Montepulciano, zachowane praktycznie na koniec, jak wisienka na torcie, trochę jednak rozczarowało...chyba naczytaliśmy się za dużo pochwał i zachwytów nad tym miastem :) Oczekiwania trochę się rozminęły z rzeczywistością ;) Nic mu oczywiście nie brakuje, ale ciężko nam było szukać efektu wow! ;) Może jesteśmy jacyś inni ;)
Jeśli coś mielibyśmy już nazwać wisienką na torcie, to niezaprzeczalnie była nią wizyta u Pani Danusi Indyk w jej cudownej Agriturismo Il Gorgo i restauracji Bio Vitalia położonych w Bettolle!
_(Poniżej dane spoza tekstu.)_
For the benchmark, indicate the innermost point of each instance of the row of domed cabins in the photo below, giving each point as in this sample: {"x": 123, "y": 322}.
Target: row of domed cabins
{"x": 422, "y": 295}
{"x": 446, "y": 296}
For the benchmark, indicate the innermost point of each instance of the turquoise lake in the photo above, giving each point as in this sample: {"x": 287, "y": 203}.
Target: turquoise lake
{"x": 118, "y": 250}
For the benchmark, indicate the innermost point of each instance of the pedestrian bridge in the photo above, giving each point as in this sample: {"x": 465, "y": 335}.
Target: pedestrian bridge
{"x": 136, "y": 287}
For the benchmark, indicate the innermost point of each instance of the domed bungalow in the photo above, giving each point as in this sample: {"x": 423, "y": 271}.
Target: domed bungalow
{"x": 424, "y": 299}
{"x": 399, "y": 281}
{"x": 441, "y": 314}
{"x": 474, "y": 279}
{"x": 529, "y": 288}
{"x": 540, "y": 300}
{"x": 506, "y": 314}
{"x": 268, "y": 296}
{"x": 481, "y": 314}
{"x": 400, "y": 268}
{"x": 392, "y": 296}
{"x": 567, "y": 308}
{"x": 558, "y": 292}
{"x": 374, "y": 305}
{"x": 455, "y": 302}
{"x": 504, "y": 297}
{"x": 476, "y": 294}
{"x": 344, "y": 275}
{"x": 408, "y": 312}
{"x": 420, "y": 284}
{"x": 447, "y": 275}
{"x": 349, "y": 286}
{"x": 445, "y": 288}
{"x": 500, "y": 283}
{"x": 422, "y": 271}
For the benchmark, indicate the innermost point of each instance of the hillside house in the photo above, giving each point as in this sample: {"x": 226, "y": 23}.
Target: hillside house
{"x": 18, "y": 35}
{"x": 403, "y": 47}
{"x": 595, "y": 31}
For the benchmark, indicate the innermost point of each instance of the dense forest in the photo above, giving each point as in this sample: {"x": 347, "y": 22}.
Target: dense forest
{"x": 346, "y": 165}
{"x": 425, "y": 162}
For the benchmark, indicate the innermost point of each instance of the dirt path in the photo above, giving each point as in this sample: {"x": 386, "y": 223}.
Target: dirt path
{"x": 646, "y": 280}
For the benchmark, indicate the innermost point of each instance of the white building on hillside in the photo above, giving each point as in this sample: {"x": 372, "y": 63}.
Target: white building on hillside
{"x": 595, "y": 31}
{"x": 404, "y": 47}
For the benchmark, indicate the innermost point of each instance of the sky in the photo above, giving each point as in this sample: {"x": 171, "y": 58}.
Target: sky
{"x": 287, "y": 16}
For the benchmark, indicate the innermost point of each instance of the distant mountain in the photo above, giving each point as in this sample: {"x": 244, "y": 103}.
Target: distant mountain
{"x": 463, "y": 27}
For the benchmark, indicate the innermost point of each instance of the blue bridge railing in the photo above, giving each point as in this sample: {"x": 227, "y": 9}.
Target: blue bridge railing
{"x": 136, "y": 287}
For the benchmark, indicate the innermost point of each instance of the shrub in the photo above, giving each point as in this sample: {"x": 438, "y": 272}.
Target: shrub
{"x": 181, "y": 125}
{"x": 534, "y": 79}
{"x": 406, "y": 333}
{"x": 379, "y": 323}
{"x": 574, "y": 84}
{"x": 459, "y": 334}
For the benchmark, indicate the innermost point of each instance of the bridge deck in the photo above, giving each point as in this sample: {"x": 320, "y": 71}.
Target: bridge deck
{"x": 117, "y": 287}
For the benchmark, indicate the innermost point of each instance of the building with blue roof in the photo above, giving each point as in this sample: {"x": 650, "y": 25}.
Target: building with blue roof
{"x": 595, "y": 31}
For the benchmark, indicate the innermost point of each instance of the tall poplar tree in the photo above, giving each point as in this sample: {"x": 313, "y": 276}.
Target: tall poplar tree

Przeczytaliśmy o niej w wielu miejscach, na blogach, w gazetach, w przewodniku Pani Ani, czuliśmy, że musimy TU trafić! Pani Danusia, nazywana tu Daianą, Polka, absolwentka biotechnologii żywności, przyjechała do Włoch 10 lat temu szlifować swój Włoski i tak została :) Kobieta pełna pasji, serca do gotowania i jedzenia, z uśmiechem na buzi, tworzy cudowną atmosferę, której nie macie ochoty opuszczać. Więcej o niej i jej historii, jeśli macie ochotę, poczytajcie na blogu Magdy, o TU.
Jeśli pragniecie spróbować tradycyjnej, domowej kuchni toskańskiej z cudownym twistem, musicie się tu pojawić! Stolik nie czeka, trzeba go rezerwować z wyprzedzeniem, wszystkim zainteresowanym podamy numer do Pani Danusi na priv. Palce lizać!
Na sam koniec dodatkowi, ale jakże uroczy towarzysze naszej wyprawy!
Były wszędzie! Chuderlaki, spaślaki, rude, czarne, nakrapiane, są stałym i przemieszczającym się elementem Toskanii. Jak tylko mieliśmy okazję, a one ochotę, karmiliśmy je, mizialiśmy i wzdychaliśmy do nich, tęskniąc za naszym Brunem :)
To na tyle :)
Mam nadzieję, że udało mi się Was zachęcić do odwiedzenia przepięknej Toskanii, a wszystkim, którzy już tam byli, choć na chwilę wrócić do wspomnień :)
Jeśli macie jeszcze jakieś pytania, uwagi, komentarze, piszcie!
Cieszę się, że jak co roku i tym razem, możemy powiedzieć, że przeżyliśmy wakacje naszego życia! Daniś, chłopaki, dziękuję!
Amiamo L'italia! Ciao!
Pięknie to wszytko opisane :) Byliśmy w Toskanii kilka lat temu, po waszych wpisach na FB najchętniej już dziś pakowałabym walizki :) Cudownie klimatyczne zdjęcia, piękni Wy... wszytko się zgadza. Pozdrawiam Justyna F.
OdpowiedzUsuńDziękujemy pięknie za miłe słowo! Pozdrawiamy serdecznie!